Background: In this study, we examined the regulatory network comprising long non-coding (lnc), micro (mi), and messenger (m) RNAs in the placenta accreta spectrum (PAS) to elucidate its underlying mechanisms and identify biomarkers for the prediction of intraoperative blood volume loss. Methods: Using RNA sequencing, we compared mRNA, lncRNA, and miRNA expression profiles between five placenta accreta and five normal tissues and the miRNA expression profiles in ten maternal plasma samples from placenta accreta and control participants. Findings: Upon comparing PAS and control placentas, we identified 8806 lncRNAs, 128 miRNAs, and 1788 mRNAs that were differentially expressed. On the basis of predictions of the relationships between lncRNA and miRNA and miRNA and mRNA, we developed a competing endogenous (ce) RNA network comprising 20 lncRNAs, 4 miRNAs, and 19 mRNAs.
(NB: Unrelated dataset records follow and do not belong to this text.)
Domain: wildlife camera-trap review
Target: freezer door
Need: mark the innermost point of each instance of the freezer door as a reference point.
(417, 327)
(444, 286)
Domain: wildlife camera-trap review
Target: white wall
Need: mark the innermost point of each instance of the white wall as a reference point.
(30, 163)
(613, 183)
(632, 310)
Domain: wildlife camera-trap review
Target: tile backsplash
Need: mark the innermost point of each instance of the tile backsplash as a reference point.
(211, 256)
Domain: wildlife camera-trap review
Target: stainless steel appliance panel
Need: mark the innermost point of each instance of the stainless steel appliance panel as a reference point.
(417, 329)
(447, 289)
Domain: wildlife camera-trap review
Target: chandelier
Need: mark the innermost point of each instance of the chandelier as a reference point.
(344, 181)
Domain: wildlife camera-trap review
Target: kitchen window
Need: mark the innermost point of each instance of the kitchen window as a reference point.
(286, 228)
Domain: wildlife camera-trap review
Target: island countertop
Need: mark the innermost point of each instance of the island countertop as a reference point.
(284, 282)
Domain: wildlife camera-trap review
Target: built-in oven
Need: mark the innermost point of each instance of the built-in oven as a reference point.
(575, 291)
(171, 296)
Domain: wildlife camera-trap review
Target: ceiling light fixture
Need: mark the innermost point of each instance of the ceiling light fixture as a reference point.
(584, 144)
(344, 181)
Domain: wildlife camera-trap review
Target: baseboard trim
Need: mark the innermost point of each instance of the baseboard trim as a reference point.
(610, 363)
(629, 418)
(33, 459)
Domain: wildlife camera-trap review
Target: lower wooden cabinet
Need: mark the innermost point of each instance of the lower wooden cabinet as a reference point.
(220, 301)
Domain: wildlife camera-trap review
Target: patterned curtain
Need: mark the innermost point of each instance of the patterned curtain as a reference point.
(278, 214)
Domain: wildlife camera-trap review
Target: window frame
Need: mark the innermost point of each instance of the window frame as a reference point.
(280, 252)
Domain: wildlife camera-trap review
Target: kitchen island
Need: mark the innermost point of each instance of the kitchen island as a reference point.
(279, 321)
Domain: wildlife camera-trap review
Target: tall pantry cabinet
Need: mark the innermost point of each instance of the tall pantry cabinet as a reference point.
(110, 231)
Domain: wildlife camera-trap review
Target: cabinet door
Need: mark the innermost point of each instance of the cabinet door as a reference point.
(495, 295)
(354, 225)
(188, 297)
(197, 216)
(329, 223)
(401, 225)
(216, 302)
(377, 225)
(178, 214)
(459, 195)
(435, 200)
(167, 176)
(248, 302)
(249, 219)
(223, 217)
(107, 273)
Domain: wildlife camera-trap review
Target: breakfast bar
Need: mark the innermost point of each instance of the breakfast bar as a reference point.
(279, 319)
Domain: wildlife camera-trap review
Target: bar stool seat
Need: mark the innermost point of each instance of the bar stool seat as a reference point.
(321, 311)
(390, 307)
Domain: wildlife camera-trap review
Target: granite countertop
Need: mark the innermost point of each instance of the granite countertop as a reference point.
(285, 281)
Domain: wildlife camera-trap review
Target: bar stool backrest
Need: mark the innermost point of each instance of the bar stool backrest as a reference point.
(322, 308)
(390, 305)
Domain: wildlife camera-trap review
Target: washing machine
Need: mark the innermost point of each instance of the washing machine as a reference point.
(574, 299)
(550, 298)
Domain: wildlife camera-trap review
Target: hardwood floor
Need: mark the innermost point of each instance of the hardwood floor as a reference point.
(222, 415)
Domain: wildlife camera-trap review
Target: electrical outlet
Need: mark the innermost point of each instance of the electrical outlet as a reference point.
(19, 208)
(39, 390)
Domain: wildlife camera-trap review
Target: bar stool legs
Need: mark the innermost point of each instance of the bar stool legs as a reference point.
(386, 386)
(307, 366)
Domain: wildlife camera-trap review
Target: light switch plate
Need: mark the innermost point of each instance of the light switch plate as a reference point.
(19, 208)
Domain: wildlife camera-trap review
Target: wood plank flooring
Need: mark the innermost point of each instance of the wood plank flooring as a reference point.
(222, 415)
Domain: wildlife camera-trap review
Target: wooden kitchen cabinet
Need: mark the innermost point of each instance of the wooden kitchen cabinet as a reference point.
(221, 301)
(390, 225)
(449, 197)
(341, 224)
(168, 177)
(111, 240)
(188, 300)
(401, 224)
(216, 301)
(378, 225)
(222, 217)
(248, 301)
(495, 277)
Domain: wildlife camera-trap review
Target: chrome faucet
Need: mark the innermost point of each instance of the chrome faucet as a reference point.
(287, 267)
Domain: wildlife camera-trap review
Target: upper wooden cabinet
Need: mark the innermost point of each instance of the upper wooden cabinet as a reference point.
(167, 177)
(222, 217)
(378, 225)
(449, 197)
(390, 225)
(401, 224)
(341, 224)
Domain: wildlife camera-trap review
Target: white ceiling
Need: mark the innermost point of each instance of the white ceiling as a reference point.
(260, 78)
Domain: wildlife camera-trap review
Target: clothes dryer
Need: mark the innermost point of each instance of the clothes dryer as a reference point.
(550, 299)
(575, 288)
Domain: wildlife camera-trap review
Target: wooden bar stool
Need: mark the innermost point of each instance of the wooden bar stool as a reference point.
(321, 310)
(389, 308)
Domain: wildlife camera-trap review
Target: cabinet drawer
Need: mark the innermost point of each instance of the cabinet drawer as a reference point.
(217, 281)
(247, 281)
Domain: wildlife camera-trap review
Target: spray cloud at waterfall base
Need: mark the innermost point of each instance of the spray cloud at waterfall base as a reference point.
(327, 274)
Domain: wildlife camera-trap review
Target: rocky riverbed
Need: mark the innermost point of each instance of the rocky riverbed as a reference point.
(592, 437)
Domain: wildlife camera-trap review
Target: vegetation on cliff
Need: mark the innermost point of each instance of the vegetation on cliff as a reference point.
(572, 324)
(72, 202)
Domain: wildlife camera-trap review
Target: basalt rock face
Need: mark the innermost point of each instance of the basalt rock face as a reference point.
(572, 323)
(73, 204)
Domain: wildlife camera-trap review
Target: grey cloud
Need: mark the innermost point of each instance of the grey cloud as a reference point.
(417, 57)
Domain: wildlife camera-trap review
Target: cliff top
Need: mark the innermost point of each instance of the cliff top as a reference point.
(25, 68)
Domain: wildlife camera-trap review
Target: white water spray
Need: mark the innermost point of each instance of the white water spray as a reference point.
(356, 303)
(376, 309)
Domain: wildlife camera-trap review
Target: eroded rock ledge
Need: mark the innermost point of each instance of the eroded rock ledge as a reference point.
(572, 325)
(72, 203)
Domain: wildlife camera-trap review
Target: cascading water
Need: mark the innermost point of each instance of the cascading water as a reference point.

This network implicated a reduced angiogenesis pathway, and, based on correlation analysis, we propose that two miRNAs (hsa-miR‐490-3p and hsa-miR-133a-3p) could serve as biomarkers of PAS prognosis. Interpretation: On the basis of ceRNA network analysis, we identified lncRNAs, miRNAs, and mRNAs that clarify the pathogenesis of PAS, some of which may have potential utility as biomarkers of PAS prognosis. Funding Statement: The study was supported by the project of “The National Key Research and Development Program of Reproductive Health & Major Birth Defects Control and Prevention” (No. 2016YFC100404 to Chong Qiao) and the Science and Technology Project of Liaoning Provincial Education Department (No. LS201611 to Na Li). Declaration of Interests: The authors declare that there is no conflict of interest. Ethics Approval Statement: The study was approved by the Shengjing Hospital and China Medical University. All participants enrolled in this study provided written informed consent.